A little religion, it has been justly said, will make us miserable; but a great deal will make us happy. The one will do little more than keep the conscience alive, while our numerous defects and inconsistencies are perpetually furnishing it with materials to scourge us: the other keeps the heart alive, and leads us to drink deep at the fountain of joy. Hence it is, in a great degree, that so much of the spirit of bondage, and so little of the Spirit of adoption, prevails among Christians. Religious enjoyments with us are rather occasional, than habitual; or if in some instances it be otherwise, we are ready to suspect that it is supported in part by the strange fire of enthusiasm, and not by the pure flame of Scriptural devotion. But in Mr. Pearce, we saw a devotion ardent, steady, pure, and persevering: kindled, as we may say, at the altar of God, like the fire of the temple, it went not out by night nor by day. He seemed to have learnt that heavenly art, so conspicuous among the primitive Christians, of converting everything he met with into materials for love, and joy, and praise.
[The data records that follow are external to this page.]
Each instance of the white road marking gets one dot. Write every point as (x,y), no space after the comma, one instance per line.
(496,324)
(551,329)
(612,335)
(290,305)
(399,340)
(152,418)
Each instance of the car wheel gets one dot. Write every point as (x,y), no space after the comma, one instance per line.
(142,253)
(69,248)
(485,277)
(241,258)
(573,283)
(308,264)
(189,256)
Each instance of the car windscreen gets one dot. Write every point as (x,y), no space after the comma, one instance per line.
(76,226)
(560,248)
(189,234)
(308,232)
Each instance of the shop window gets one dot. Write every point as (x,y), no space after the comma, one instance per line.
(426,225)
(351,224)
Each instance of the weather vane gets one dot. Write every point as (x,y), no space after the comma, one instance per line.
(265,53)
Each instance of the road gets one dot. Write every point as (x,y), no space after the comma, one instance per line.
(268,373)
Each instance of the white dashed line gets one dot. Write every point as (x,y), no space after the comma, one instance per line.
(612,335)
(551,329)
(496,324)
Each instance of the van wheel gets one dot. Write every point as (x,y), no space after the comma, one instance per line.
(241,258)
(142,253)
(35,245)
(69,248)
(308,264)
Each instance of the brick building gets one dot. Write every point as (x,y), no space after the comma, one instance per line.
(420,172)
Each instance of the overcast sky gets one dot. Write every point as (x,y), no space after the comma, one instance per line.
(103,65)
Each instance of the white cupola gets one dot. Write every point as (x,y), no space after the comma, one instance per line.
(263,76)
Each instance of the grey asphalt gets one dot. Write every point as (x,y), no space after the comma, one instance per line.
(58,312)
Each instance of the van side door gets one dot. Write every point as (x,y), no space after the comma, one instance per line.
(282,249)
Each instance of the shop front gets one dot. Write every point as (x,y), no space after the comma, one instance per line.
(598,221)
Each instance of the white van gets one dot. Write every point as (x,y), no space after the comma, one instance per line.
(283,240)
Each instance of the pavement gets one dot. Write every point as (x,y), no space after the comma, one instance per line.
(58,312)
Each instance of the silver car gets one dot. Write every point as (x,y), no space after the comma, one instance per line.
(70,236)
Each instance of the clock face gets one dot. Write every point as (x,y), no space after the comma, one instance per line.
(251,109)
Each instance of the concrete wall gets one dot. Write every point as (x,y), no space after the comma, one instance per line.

And, Fuller on true greatness:
. . . the way to true excellence is not to affect eccentricity, nor to aspire after the performance of a few splendid actions; but to fill up our lives with a sober, modest, sincere, affectionate, assiduous, and uniform conduct.
Thank you, Dr Haykin. Ready for more when you are!
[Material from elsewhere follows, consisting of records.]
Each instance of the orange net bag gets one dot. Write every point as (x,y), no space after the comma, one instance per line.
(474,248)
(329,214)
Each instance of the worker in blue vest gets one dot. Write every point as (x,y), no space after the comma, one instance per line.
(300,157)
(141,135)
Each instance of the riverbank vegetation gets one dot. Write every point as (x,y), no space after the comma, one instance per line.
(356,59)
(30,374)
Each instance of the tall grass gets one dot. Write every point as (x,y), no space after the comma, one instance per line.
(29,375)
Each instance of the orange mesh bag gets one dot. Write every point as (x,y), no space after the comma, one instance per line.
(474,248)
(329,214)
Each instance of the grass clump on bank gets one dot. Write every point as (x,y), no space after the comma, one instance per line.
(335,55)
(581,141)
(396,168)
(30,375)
The PyroManiacs have posted this great little nugget from C. H. Spurgeon. It comes from “The Weaned Child,” an undated sermon delivered at the Metropolitan Tabernacle and published in 1875.
“Oh, but really one ought to be acquainted with all the phases of modern doubt.”
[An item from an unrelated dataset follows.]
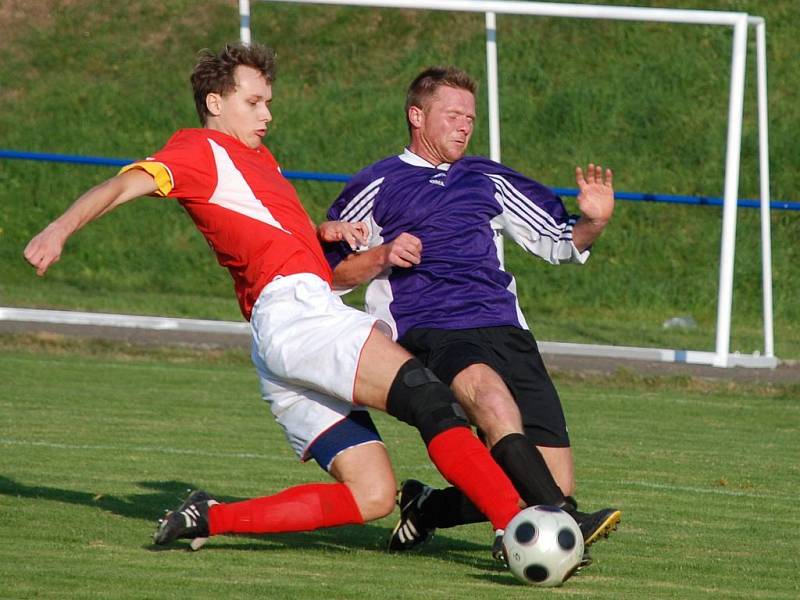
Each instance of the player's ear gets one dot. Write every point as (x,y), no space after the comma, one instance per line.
(416,116)
(214,104)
Yes, and how many hours in a day ought a man to give to that kind of thing? Twenty-five out of the twenty-four would hardly be sufficient, for the phases of modern thought are innumerable, and every fool who sets up for a philosopher sets up a new scheme; and I am to spend my time in going about to knock his cardhouses over?
Not I! I have something else to do; and so has every Christian minister. He has real doubts to deal with, which vex true hearts; he has anxieties to relieve in converted souls, and in minds that are pining after the truth and the right; he has these to meet, without everlastingly tilting at windmills, and running all over the country to put down every scarecrow which learned simpletons may set up.
We shall soon defile ourselves if we work day after day in the common sewers of scepticism. Brethren, there is a certain highway of truth in which you and I, like wayfaring men, feel ourselves safe, let us travel thereon.